Romantische Walpurgisnacht mit Bruchs Violinkonzert und Schumanns Vierter. Janowski dirigiert das WSO

(Foto: Thomas Brill) „Klatschen Sie! Klatschen Sie!“ fordert ein Geiger des WDR Sinfonieorchesters auf, der durch den Künstlereingang in die Kölner Philharmonie hinein will. „Es ist so triste, wenn die Reaktion des Publikums fehle!“ Ich verspreche ihm, zu klatschen und werde schnell eines besseren belehrt. Das dürfe man nicht, sonst entstünde der Eindruck, Publikum wäre im Saal. Immerhin dürfen wir, nicht mehr als eine Handvoll Verantwortliche, darunter drei Journalisten, hinein. Sozusagen unsichtbar huschen wir durch die dunklen Philharmoniegänge in den gähnend leeren Saal, wo wir uns ganz rechts unsichtbar für die Kameras, die mitschneiden, in die Sessel drücken. (von Sabine Weber)
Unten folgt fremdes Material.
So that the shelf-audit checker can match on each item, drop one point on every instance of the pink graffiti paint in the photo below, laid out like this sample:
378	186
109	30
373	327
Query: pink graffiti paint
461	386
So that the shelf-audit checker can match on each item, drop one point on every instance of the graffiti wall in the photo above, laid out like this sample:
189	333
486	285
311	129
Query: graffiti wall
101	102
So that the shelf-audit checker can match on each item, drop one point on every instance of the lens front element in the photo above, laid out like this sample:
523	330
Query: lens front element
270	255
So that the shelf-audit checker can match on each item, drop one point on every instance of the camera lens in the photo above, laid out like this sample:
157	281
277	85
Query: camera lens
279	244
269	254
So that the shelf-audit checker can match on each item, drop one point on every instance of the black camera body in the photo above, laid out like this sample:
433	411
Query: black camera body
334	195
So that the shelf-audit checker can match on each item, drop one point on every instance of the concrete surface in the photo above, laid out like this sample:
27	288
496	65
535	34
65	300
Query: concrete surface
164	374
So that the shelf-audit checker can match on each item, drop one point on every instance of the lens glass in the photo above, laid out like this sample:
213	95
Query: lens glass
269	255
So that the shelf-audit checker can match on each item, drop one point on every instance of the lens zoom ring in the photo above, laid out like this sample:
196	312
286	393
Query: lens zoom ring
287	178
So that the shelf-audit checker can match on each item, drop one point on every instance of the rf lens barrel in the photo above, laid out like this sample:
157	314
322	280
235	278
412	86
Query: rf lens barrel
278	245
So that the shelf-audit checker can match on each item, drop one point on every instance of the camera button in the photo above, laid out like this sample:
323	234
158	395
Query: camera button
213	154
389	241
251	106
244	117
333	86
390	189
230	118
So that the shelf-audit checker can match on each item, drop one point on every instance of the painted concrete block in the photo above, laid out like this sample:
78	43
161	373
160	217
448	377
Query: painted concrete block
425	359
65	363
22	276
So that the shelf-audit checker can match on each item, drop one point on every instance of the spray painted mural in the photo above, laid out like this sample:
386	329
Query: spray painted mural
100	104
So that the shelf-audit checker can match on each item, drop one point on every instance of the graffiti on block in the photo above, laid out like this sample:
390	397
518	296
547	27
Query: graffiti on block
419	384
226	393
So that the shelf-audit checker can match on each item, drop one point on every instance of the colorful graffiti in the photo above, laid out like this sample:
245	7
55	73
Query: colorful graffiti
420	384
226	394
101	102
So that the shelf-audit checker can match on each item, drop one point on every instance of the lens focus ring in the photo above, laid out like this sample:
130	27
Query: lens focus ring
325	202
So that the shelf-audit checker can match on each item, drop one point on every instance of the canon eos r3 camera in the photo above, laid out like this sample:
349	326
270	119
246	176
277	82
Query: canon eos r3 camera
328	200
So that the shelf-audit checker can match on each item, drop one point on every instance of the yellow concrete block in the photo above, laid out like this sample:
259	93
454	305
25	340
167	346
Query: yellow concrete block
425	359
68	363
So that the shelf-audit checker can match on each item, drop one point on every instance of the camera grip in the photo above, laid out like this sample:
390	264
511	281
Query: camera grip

(30. April 2021, Kölner Philharmonie) Vom ersten Moment an fühlt es sich dennoch an wie „endlich wieder zuhause“. Das sanfte Sonnenlicht der mächtigen Deckenbeleuchtung strahlt milde, die roten Sessel spielen Abendrot und vorne sitzen schon etwas mehr als 40 Musiker*innen des WDR Sinfonieorchesters. Marek Janowski, Chef der Dresdner Philharmoniker bis 22/23, wird auf dem Kölner Podium von Bogenschlägen gegen Notenständern begrüßt. Er reicht Konzertmeister José Blumenschein die Hand und gibt sofort Einsatz. Obwohl die Musiker weit auseinander gezogen sitzen und es mit Mendelssohns Hebriden noch nicht einmal laut beginnt, ist der Klangeindruck zunächst geballt verwirrend. Das Hören per Kopfhörer, dazu die nachträglich bearbeiteten, also optimierten Streams, hat Spuren hinterlassen. Also jetzt erst mal wieder die Ohren spitzen und durchhören. Maestro Janowski wirkt hagerer als sonst. Dieser Dirigent hat die Kölner Philharmonie unvergessen mit Mahlers mächtiger Achter einst eröffnet. In diesem Konzert 35 Jahre danach lässt er eher spielen, was nicht heißt, dass er nicht eingriffe, um die Musiker zwischen sicher laufenden Tempi für Rubati an die Zügel zu nehmen oder noch waghalsigere Accerlerandi umzusetzen, die er grundsätzlich in den Finali fordert. Mendelssohns Konzertouvertüre kulminiert in stürmischem Wellengang, bis einzelne Bläser den Aufruhr endgültig verebben lassen. In Max Bruchs erstem und berühmten Violinkonzert garantiert Janowski dem Solisten Vadim Gluzman eine perfekte Klangbalance. Der Geigen-Souverain Gluzman gibt an diesem Abend sein Debüt vor dem WDR Sinfonieorchester. Seine Virtuosität ist makellos. Der Schmelz seiner Stradivari „ex Leopold Auer“ flutet den leeren Saal mühelos. Vielleicht ist alles zu perfekt. Doch warum einer Herz-Seelen-Musik-Packung Haare in die Suppe werfen. Was soll‘s, wenn Schlusspizzicati ein bisschen klappern oder die Bläser sich nicht wie gewohnt mischen, weil sie einfach zu weit von einander entfernt blasen müssen. Die Musiker sind mit vollem Einsatz dabei, engagiert, offenkundig begeistert, wieder zu spielen, einige im Orchester sogar entfesselt. Der Fagottist hüpft in der Stretta des letzten Satzes von Schumanns Vierter sogar auf seinem Stuhl. Ein wunderbares Konzert, das übrigens bis zum 29. Mai nachzuhören ist.

Neues Podcast favori: “Pirouetten” mit Flötist Rainer Berger

Wenn das Routinerad still steht, sind Musiker*innen nicht automatisch ausgebremst und schon gar nicht ratlos. Im Gegenteil. Sie besinnen sich auf das, was sie immer schon realisieren wollten, nur aus Zeitgründen nie dazu kamen. Jetzt gibt es Zeit und Inititiativen starten. An welchen Projekten arbeiten Musiker*innen ‘von nebenan‘. Das fragt die neue Podcast favori-Serie „Musiker unter dem Radar“ von Sabine Weber. Heute geht es um Flötenklänge!

Daniela Mars, Eftihia Arkoudis und vorne Rainer Berger

Rainer Berger hat Schulmusik an der Hochschule für Musik und Tanz in Köln mit Hauptfach Querflöte studiert, komponiert und unterrichtet und lebt in Brühl.
Daniela Mars lebt in Paris, wurde in Japan geboren und wuchs in Brasilien auf. Eftihia Arkoudis kommt aus Athen und hat eine Professur für Querflöte in den USA an der Frostburg Universität. Weitere Infos zu ihrem Projekt „Pirouetten“ finden Sie auf Youtube. Mehr über die Musiker hier. Der im podcast erwähnte Beatboxer Skiller ist Bulgare und lebt in Sofia.